Whennthe paper system timetable was ‘deprecated’ one of the arguments was that anyone who wanted a printed reference could run one off on a suitable printer – B&W, color, or photo resolution, on paper of choice – and that was the meat of the Amtrak production saving. Now the argument goes into not bothering with the systemwide resources at all.
Frankly, considering the percentage of wasted non-transportation expense Amtrak shows in recent years, the cost to desktop-publish a system timetable on the Web is trivial, and keeping it updated and any special information or offers current scarcely more. Canning one lawyer’s assistant’s paralegal intern would probably do for the entire budget… [:-,]

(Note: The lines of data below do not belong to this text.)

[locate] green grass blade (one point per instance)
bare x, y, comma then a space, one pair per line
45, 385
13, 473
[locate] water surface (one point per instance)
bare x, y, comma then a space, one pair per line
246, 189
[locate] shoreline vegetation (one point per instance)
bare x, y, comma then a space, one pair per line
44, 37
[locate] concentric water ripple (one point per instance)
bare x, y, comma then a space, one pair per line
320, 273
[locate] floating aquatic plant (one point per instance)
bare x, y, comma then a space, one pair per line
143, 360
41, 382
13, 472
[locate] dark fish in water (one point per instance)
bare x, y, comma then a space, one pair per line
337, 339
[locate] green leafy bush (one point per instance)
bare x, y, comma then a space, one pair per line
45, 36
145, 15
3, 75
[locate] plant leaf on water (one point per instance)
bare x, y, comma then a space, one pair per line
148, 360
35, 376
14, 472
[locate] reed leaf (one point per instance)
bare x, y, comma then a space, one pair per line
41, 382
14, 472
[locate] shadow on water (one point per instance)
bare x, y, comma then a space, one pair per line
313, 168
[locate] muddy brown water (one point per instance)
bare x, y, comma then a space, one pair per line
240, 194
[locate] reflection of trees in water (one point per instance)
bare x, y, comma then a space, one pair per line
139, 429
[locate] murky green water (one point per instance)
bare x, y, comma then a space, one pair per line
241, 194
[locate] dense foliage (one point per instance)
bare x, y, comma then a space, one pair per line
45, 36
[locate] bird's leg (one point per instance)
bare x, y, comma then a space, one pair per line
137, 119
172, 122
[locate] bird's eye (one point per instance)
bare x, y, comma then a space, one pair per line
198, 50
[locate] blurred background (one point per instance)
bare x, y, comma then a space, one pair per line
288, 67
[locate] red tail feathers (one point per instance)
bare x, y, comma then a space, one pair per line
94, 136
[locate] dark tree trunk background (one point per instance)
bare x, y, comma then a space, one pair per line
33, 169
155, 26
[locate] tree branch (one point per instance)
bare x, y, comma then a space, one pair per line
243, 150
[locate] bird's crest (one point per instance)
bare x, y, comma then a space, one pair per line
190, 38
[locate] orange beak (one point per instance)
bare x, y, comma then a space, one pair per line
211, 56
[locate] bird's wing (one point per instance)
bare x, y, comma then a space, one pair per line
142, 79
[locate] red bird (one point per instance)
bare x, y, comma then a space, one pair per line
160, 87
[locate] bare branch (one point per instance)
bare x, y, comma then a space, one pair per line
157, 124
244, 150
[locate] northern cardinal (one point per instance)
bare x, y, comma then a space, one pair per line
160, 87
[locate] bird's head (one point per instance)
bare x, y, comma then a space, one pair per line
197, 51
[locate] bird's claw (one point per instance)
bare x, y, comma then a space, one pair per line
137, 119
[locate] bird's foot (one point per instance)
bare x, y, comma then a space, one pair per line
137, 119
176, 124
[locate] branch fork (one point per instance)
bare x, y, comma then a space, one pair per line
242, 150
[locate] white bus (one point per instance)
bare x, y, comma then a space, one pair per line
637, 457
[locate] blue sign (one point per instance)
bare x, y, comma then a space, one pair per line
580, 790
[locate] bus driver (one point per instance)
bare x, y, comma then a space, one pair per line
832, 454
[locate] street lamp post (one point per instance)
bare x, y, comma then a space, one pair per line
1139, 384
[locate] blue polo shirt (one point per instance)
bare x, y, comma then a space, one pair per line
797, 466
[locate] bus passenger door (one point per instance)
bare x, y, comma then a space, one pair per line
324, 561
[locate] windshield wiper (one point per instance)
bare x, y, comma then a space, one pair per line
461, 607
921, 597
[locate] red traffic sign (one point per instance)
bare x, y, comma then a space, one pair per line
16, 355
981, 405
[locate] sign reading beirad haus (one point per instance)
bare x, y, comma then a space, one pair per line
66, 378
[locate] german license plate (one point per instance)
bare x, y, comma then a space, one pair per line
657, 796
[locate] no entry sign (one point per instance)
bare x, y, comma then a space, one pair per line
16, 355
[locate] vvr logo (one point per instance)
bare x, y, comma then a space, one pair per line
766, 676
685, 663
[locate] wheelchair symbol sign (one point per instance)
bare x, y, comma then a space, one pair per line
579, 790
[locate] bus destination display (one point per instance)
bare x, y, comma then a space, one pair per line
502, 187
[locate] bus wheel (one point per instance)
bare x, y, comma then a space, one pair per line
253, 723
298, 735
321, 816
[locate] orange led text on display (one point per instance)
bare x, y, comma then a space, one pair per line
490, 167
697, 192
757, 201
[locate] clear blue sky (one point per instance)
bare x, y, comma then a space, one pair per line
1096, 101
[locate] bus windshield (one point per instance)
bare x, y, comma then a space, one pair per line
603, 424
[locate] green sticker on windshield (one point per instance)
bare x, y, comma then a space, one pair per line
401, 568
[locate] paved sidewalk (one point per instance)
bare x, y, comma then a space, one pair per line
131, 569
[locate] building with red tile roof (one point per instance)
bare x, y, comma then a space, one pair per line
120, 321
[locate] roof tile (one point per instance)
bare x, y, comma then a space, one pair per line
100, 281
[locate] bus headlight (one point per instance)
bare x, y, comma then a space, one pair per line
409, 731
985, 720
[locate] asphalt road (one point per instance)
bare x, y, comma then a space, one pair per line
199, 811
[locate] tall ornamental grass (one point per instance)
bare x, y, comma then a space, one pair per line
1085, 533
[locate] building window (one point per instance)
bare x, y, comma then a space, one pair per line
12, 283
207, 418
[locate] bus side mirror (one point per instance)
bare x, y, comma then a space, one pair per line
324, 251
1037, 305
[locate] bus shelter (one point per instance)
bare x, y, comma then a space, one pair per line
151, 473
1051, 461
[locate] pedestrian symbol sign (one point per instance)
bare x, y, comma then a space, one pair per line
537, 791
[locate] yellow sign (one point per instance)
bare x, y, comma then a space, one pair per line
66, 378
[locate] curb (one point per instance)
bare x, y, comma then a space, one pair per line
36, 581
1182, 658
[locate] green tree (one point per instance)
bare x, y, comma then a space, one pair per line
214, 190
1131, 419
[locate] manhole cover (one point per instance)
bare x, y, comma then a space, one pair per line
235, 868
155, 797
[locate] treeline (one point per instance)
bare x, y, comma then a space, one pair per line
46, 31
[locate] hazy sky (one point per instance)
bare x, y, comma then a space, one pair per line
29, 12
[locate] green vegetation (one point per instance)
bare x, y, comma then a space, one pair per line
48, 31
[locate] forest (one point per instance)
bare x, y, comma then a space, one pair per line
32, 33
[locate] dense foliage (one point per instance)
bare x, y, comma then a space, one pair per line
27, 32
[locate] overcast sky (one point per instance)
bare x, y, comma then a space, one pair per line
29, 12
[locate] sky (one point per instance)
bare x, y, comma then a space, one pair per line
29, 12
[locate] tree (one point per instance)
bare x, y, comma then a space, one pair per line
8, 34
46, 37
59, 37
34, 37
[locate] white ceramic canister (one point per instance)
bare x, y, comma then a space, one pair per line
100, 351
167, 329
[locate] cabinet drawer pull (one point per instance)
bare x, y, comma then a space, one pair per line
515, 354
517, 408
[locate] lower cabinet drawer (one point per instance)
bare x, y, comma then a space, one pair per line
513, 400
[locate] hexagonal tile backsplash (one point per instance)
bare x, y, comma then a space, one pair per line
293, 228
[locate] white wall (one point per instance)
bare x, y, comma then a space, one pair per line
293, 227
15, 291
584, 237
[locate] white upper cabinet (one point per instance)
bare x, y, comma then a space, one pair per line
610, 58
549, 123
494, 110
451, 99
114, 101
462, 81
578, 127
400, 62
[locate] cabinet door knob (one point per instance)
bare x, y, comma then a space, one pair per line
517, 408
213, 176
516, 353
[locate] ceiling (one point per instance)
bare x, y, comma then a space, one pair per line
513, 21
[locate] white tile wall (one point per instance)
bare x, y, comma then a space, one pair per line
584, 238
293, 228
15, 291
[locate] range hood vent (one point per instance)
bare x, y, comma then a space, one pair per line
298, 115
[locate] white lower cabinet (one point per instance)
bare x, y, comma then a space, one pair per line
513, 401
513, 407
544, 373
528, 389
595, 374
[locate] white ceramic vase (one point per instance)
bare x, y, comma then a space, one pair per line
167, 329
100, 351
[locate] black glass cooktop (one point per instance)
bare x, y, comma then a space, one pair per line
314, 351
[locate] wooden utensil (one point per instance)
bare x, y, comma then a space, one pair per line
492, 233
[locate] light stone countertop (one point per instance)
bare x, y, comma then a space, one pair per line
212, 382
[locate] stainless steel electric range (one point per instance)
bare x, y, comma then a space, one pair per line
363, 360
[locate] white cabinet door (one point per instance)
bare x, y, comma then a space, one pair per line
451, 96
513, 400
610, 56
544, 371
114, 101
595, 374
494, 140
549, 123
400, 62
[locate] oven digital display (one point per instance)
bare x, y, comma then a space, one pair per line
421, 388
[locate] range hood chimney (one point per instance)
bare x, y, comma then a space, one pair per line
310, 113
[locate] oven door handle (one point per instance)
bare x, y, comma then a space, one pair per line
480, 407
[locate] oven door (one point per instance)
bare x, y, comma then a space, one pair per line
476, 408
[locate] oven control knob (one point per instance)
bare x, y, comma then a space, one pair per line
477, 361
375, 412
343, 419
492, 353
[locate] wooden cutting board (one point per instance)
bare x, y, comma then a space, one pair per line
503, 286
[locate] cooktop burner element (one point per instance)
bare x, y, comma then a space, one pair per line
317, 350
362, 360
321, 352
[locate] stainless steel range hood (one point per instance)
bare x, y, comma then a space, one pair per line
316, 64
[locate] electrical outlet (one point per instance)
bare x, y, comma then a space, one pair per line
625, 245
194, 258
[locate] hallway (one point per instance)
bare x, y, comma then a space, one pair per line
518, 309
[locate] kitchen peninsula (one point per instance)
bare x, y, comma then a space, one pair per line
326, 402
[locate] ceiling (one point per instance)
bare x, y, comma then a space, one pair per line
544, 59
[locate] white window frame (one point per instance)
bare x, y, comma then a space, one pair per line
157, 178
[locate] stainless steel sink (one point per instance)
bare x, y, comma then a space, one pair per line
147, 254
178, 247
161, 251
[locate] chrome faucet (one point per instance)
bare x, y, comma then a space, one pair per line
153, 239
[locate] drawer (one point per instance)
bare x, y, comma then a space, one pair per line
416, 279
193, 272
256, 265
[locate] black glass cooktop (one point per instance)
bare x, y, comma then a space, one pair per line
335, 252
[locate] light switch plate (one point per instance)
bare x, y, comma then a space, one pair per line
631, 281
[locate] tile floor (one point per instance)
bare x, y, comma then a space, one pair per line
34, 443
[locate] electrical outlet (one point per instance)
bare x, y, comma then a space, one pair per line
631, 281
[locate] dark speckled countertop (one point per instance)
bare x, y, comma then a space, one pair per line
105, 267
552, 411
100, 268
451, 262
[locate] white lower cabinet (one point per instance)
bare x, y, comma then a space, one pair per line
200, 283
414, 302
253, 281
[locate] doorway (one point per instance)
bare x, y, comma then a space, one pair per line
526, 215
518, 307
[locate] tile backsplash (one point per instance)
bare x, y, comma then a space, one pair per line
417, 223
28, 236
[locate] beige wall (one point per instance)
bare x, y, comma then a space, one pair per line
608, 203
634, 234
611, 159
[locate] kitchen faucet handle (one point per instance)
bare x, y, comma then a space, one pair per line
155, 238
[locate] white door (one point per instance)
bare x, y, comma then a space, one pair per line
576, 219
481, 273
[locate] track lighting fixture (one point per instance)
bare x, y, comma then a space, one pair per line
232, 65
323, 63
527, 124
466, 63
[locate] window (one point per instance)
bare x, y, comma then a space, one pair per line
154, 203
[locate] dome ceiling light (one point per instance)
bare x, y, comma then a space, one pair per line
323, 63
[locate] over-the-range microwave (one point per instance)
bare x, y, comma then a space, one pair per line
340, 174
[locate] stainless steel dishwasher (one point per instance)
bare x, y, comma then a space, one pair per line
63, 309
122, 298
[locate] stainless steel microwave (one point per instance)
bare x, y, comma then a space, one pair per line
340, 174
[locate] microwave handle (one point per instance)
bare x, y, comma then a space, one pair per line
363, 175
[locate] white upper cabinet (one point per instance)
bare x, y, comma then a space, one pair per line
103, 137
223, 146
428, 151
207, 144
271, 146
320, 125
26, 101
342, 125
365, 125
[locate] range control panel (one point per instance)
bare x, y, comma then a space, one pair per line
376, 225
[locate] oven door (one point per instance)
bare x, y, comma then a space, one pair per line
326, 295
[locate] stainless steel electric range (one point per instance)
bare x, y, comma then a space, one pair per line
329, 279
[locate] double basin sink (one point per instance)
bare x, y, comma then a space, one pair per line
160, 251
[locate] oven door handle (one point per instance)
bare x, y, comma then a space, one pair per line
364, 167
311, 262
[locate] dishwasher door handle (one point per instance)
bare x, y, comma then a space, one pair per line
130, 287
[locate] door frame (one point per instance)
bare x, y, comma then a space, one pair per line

According to the Pew Research Center, approximately 85% of American households have a smart phone. That leaves a relatively small percentage of the population that needs or wants printed schedules
I would never think of going to a printed timetable for schedule information. Some bus lines still print timetables but they are outdated almost a soon as they are printed. Plus, going online may give you information that you wouldn’t get from a printed timetable ie, “on the dates specified the Crescent is bustituted from Atlanta to New Orleans”. So, the roomette trip you planned with meals in the diner is now no longer and replaced by a bus seat and a stop at a local McD.'s. FWIW, I have never had a problem pulling up individual timetables and printing them off. I don’t know what the problem is with railfans.
Apparently there’s a misunderstanding…this railfan does not want a printed paper schedule, nor does he plan any trips without using his computer for everything. Ever. Full stop.
My point was simply this: an at-a-glance timetable should be available on the website for all Amtrak trains. As JPS1 pointed out, they are. As Dr. hebdo pointed out, not for the trains that aren’t operating.
Detailed schedules are available for viewing and downloading for the long-distance trains and the Pacific Surfliners. Only high-level information is available for the state supported trains and the NEC.
The Heartland Flyer, which gets a substantial amount of traffic for or off of the Texas Eagle, is running five days a week. But the Eagle is on a three day a week schedule. The Heartland Flyer is a state supported train. No detailed schedule is available for the Flyer, but a detailed schedule is available for the Eagle.
The prior verison of the Texas Eagle schedule had the schedule for the Heartland Flyer embedded in it. The current three day a week schedule does not have a schedule for the Flyer, although it shows the connecting route on the accompanying map.